Entre todos los desafíos que hoy habitan la vida pública mexicana, uno de los más relevantes es la construcción de una administración pública eficaz, transparente y abierta. Pero otorgarle esos atributos a la gestión de las oficinas públicas ha sido una tarea relegada. A pesar de que casi todas las reformas que nos hemos dado en las dos últimas décadas se han frenado o desviado, la reforma de la administración pública no acaba de ser vista como una de las mayores prioridades de la agenda política del país.

Seguimos concentrados obsesivamente en los asuntos electorales y hemos abandonado el trabajo de la maquinaria indispensable para hacer posibles los cambios. Hemos fijado la mirada en el punto exclusivo del reparto del poder partidario, pero hemos perdido de vista el ejercicio de la autoridad cotidiana. Hemos descuidado el vínculo entre la distribución del poder político y la acción del Estado. El paso de la política a las políticas, y de los tomadores de decisiones a quienes las llevan a cabo. Al contrario de lo que sucedió al final del Porfiriato, el lema de nuestros días parece ser: todo a la política y nada (o casi nada) a la administración.

Desde este mirador, no debería sorprendernos que la eficacia de nuestros gobiernos sea frágil. En la práctica, las políticas públicas tienden a construirse más como programas políticos que como soluciones a problemas definidos causalmente. Nuestros gobiernos van actuando en función de los efectos visibles —más que de las causas que los generan— y lo hacen midiendo la presión pública y el clima de opinión.

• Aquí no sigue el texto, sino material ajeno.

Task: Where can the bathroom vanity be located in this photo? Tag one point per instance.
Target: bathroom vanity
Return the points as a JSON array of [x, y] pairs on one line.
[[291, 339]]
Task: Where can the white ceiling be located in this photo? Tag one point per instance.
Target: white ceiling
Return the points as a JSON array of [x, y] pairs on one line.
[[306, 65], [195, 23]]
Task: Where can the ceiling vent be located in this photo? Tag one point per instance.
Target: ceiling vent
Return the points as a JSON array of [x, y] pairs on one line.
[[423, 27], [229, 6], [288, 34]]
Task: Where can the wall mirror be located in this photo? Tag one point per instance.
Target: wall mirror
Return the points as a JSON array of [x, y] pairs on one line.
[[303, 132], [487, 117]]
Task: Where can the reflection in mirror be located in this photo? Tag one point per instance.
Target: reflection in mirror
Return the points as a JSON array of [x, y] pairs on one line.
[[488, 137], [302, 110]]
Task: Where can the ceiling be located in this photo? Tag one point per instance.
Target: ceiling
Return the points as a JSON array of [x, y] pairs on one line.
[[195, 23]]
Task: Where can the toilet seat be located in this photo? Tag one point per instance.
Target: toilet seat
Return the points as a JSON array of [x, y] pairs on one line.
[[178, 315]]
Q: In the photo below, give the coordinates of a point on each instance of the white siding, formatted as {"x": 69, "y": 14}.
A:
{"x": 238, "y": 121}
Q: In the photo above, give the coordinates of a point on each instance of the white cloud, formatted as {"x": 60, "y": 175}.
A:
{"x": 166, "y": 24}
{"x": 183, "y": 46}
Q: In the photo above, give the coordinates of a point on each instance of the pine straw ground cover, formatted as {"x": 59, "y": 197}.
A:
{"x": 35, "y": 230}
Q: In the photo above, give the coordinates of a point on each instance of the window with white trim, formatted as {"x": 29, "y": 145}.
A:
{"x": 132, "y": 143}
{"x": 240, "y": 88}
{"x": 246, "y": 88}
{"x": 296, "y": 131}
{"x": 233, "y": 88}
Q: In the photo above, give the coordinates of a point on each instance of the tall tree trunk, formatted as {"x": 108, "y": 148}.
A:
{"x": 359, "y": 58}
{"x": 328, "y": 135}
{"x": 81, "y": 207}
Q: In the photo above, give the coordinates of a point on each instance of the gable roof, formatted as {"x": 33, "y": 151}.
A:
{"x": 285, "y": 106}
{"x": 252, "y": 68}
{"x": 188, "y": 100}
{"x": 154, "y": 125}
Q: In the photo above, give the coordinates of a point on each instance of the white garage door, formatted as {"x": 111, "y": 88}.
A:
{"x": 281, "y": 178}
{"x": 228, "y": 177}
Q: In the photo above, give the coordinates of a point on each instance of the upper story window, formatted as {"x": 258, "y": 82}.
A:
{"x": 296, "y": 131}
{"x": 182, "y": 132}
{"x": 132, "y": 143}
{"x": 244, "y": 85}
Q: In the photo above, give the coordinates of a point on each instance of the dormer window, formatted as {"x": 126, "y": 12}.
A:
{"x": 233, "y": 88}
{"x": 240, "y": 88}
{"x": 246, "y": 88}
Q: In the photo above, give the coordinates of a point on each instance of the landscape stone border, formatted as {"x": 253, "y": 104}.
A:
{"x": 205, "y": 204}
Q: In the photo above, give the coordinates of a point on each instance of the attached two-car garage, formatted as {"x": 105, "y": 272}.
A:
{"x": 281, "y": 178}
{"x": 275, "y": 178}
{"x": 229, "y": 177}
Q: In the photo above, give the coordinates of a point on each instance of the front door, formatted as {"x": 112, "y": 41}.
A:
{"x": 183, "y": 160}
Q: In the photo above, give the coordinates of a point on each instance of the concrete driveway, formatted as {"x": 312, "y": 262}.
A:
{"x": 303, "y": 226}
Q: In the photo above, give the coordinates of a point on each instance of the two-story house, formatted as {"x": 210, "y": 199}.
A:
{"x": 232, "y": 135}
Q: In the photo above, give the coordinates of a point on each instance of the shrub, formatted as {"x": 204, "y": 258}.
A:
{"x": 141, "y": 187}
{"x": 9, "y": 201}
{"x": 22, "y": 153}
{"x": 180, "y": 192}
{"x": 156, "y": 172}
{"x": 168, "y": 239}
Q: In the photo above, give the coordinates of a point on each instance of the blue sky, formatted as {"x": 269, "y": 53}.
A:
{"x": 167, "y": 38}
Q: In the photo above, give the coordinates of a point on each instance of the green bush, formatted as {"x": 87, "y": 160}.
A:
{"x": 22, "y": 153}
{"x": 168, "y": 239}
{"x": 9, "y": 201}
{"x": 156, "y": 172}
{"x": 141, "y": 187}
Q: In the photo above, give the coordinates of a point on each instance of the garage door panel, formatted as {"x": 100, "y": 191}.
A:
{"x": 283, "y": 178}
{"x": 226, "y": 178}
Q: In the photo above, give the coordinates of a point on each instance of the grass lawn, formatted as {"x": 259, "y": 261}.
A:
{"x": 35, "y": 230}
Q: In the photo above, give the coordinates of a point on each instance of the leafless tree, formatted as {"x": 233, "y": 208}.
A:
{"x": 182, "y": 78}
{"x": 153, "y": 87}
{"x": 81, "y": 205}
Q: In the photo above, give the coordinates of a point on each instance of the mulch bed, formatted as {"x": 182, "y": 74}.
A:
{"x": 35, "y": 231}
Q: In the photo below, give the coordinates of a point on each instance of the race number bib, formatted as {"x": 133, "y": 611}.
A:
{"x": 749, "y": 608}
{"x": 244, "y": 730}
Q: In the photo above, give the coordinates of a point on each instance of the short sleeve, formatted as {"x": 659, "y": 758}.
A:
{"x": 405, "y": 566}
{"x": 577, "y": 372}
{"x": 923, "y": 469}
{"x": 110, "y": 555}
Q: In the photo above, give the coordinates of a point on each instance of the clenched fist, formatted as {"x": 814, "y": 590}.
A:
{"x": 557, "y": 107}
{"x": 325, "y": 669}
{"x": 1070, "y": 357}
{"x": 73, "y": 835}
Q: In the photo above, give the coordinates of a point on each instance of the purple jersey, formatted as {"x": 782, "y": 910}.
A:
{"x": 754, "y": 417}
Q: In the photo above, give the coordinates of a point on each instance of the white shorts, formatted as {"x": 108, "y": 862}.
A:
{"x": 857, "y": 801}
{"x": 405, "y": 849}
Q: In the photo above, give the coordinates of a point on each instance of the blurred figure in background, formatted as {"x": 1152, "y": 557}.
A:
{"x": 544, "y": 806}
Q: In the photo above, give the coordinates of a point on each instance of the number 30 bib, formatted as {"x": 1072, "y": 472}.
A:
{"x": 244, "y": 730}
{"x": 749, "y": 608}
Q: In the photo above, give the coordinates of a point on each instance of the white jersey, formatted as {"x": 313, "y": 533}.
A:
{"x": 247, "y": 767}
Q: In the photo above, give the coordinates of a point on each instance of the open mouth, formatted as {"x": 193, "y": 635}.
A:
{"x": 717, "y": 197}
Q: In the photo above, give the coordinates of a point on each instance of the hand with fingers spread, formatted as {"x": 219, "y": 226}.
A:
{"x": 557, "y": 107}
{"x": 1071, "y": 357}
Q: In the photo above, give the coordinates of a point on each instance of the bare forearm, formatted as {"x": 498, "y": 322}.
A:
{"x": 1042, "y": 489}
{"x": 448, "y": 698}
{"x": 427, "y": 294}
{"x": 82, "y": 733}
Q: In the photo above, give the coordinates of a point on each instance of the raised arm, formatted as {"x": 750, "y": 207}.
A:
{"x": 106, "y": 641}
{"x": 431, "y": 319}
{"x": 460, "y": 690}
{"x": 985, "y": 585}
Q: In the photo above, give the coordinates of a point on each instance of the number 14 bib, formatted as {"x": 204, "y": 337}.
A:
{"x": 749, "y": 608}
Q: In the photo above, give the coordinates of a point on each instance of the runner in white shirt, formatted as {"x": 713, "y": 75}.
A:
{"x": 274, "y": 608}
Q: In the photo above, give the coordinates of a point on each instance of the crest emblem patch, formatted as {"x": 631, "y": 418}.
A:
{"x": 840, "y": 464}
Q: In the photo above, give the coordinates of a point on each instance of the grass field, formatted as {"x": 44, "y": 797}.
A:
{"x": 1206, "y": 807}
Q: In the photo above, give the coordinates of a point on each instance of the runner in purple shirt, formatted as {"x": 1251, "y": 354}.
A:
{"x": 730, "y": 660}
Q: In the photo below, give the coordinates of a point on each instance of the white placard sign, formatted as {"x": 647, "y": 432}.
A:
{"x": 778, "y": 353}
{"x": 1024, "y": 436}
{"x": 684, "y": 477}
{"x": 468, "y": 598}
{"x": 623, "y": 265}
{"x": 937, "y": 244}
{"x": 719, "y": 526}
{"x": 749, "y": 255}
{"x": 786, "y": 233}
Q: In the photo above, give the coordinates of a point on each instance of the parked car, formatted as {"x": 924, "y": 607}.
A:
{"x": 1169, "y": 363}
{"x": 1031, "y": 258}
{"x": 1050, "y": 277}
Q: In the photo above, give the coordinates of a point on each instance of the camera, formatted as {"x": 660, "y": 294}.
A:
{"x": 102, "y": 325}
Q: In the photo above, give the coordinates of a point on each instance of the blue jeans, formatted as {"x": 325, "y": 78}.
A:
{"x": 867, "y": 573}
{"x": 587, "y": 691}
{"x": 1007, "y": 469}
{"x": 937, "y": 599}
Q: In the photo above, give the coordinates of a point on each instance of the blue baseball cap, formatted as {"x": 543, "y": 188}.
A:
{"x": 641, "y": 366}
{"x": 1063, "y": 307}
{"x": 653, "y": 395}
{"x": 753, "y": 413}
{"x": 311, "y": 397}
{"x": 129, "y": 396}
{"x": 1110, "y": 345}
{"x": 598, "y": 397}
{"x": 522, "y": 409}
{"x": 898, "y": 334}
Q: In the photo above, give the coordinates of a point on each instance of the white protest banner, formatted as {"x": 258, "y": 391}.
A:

Cada nuevo programa es una campaña: se hacen para ganar votos (o para no perderlos), se diseñan y se implementan con los equipos cercanos y leales, y se venden como propaganda. Por eso es que buena parte de nuestras políticas son tan ambiguas, tan ambiciosas y tan difíciles de operar. Ocupadas por atacar los efectos, sacrifican las causas, y obligadas a producir ganancias políticas de muy corto plazo, las oficinas de gestión pública se convierten en cuartos de guerra y control de daños más que en organizaciones estables dedicadas a verificar procesos, rutinas y protocolos.

Somos el único país de la OCDE que no ha logrado consolidar un servicio profesional de carrera. Pero esa carencia no es una anomalía, sino una secuela de lo anterior. No es casual que el primer intento de establecerlo haya ocurrido hasta 2003, después de la alternancia en la Presidencia de la República, ni tampoco que ese intento no haya prosperado hasta ahora. Fue un mal diseño legislativo, barroco y complejo, que quiso saltar todas las etapas. Pero al ponerlo en marcha descubrimos que no había catálogos de puestos ni los que había estaban actualizados; que las nóminas no coincidían con los manuales vigentes, que nadie sabía bien a bien qué se le pedía a cada puesto ni, mucho menos, cómo evaluarlos.

Los primeros años de implantación de ese servicio sirvieron acaso para revelar lo que ya sabíamos: que la administración pública no se había construido por razones profesionales ni méritos, sino por afinidades políticas. Y no pasó mucho tiempo antes de que los valores principales volvieran a ser la lealtad y la cercanía, mucho más que las competencias y la calidad.

El resultado neto de los defectos de la administración pública mexicana es la pérdida de eficacia —y el desencanto con la democracia. Podemos discutir hasta la saciedad a quién debe cargarse la responsabilidad por las dificultades gigantescas que ha planteado la política de seguridad pública, por ejemplo, ante los defectos de coordinación entre los gobiernos o las carencias de las policías; podemos diferir sobre la gravedad de las fallas que ha tenido la política de subsidios al campo o sobre los costos que deben añadirse a la tortuosa red de implementación del sistema nacional de protección en salud; seguramente habrá lecturas distintas sobre las causas del fracaso acumulado por años en la educación básica, o sobre nuestra incapacidad para reducir los márgenes de desigualdad social. Pero lo cierto es que buena parte de los problemas que afrontan las políticas públicas obedecen al mismo patrón de captura e ineficacia administrativa.

En este sentido, tengo para mí que la corrupción y la impunidad no son la causa original de esas desviaciones, sino su consecuencia. Si los programas públicos acaban convertidos en estrategias electorales, si los puestos públicos se otorgan por lealtad partidaria, si los presupuestos se negocian para consolidar el poder, si los supuestos con los que se gobierna descansan en la construcción de redes y de clientelas, es imposible suponer que la gestión pública pueda ser exitosa en conjunto. Así no se puede.